The containment and ultimate clean-up of abandoned mines is a challenging problem, as interested parties comprise federal, state, and local governments, property owners, non-profit environmental organizations, and others. Many of the mines were abandoned when regulations did not exist concerning the rehabilitation of the mine’s land. Another complicating facet of acid mine drainage from abandoned mines is the downstream impacts, which affect myriad stakeholders. In terms of the actual locations of abandoned mines in Colorado, most are located on federally managed land, either the Department of Interior’s Bureau of Land Management (BLM) or the United States Department of Agriculture’s National Forest Service (NFS). Approximately 19,000 are located on NFS land with an additional 3,400 abandoned mines on BLM land. Several existing federal programs can be tapped for funding the remediation of abandoned mines including the Surface Mining Control and Reclamation Act of 1977 (SMCRA), the Comprehensive Environmental Response, Compensation, and Liability Act of 1980 (CERCLA) which provides money for sites designated Superfunds, and the Clean Water Act Grant Program. There is no single party responsible for the remediation of abandoned mines.
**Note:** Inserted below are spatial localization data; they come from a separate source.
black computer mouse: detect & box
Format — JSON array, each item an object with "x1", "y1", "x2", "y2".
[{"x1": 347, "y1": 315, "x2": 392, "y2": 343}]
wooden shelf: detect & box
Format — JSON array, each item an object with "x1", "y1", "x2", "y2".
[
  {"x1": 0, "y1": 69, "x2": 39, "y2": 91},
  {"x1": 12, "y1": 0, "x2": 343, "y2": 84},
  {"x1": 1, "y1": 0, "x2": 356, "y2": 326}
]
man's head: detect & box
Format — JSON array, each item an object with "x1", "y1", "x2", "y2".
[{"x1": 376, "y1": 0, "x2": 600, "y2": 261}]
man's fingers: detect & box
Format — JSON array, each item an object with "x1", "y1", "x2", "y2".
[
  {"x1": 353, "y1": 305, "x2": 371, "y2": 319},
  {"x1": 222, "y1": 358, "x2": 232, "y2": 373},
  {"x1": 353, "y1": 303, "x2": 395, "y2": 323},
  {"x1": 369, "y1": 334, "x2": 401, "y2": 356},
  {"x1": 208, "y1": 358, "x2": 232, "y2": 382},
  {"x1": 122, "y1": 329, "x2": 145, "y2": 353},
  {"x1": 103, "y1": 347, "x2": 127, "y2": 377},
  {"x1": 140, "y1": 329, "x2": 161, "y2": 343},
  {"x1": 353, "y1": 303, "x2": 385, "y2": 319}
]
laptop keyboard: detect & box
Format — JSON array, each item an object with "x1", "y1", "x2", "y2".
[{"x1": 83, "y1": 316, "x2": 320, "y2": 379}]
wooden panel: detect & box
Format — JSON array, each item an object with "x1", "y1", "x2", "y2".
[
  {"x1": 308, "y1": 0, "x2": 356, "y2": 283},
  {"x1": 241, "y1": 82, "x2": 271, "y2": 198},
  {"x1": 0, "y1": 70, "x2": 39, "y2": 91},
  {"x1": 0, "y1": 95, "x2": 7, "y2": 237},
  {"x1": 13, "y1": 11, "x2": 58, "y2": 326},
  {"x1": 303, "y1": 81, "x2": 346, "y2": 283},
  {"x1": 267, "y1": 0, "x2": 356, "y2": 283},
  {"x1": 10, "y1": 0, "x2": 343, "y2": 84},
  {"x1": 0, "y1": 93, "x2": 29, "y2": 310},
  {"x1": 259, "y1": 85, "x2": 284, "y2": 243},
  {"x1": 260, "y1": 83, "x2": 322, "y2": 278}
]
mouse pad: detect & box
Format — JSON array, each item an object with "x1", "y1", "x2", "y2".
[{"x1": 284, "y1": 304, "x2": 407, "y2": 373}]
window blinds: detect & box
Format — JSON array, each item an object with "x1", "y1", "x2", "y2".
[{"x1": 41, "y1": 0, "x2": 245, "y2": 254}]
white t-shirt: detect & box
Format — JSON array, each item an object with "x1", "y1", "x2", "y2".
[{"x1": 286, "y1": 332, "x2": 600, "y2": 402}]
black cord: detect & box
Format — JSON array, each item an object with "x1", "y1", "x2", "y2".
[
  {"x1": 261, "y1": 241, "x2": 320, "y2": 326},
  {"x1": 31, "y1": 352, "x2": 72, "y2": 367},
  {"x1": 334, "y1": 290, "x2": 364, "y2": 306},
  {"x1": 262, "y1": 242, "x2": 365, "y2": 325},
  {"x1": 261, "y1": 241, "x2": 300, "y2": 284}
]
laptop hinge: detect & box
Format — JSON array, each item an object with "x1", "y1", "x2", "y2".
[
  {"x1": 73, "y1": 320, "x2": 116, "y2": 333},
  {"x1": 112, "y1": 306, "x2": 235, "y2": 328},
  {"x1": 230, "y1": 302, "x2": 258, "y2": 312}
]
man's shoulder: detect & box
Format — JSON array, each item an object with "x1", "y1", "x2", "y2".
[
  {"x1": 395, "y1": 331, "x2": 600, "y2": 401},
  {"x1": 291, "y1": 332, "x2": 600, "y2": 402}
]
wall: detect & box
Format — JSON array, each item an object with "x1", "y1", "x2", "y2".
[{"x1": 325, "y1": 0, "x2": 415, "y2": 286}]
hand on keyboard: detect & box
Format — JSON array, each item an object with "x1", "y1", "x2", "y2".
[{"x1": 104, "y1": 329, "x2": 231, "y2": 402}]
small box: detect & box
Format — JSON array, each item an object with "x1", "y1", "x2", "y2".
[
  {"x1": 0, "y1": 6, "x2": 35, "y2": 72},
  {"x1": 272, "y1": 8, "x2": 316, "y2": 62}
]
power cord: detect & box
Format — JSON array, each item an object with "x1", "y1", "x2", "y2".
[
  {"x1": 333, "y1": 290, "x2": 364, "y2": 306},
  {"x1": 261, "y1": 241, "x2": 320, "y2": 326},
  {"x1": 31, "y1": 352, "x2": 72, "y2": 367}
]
Efforts have historically been funded by a combination of these available sources and coordinated by multiple agencies. One example is the Animas River Stakeholders Group, or ARSG, which comprises government agencies, citizen groups, and private entities – mostly mining corporations. This collaboration was dubbed a “pilot success” in a joint BLM and NFS report published in 2007. The subsequent Gold King Mine disaster in this very watershed illustrates the shortcomings of even the most organized efforts to mitigate environmental effects of abandoned mines.

=== Looking ahead ===

The Gold King Mine disaster brought the importance and danger of abandoned mines back into the public eye. Policy makers sought to formalize a process to identify, prioritize, and fund the reclamation of abandoned mines via the Hardrock Mining Reform and Reclamation Act of 2015 (HMRRA). This law would have created a fund specifically for the reclamation of abandoned mines and a new reclamation fee to be collected from current and future mining activities. The HMRRA never made it out of committee in either the House of Representatives’ Subcommittee on Energy and Mineral Resources or the Senate’s Committee on Energy and Natural Resources. In 2016, the Colorado Department of Public Health and the Environment (CDPHE) organized a $300,000 project, in conjunction with the Colorado Geological Survey, to inventory Colorado’s abandoned mines and prioritize each site’s reclamation according to current or potential environmental and human health impacts. While the intent of this project is merely to inventory the abandoned mines, the report will be a valuable asset if and when more funds become available for remediation.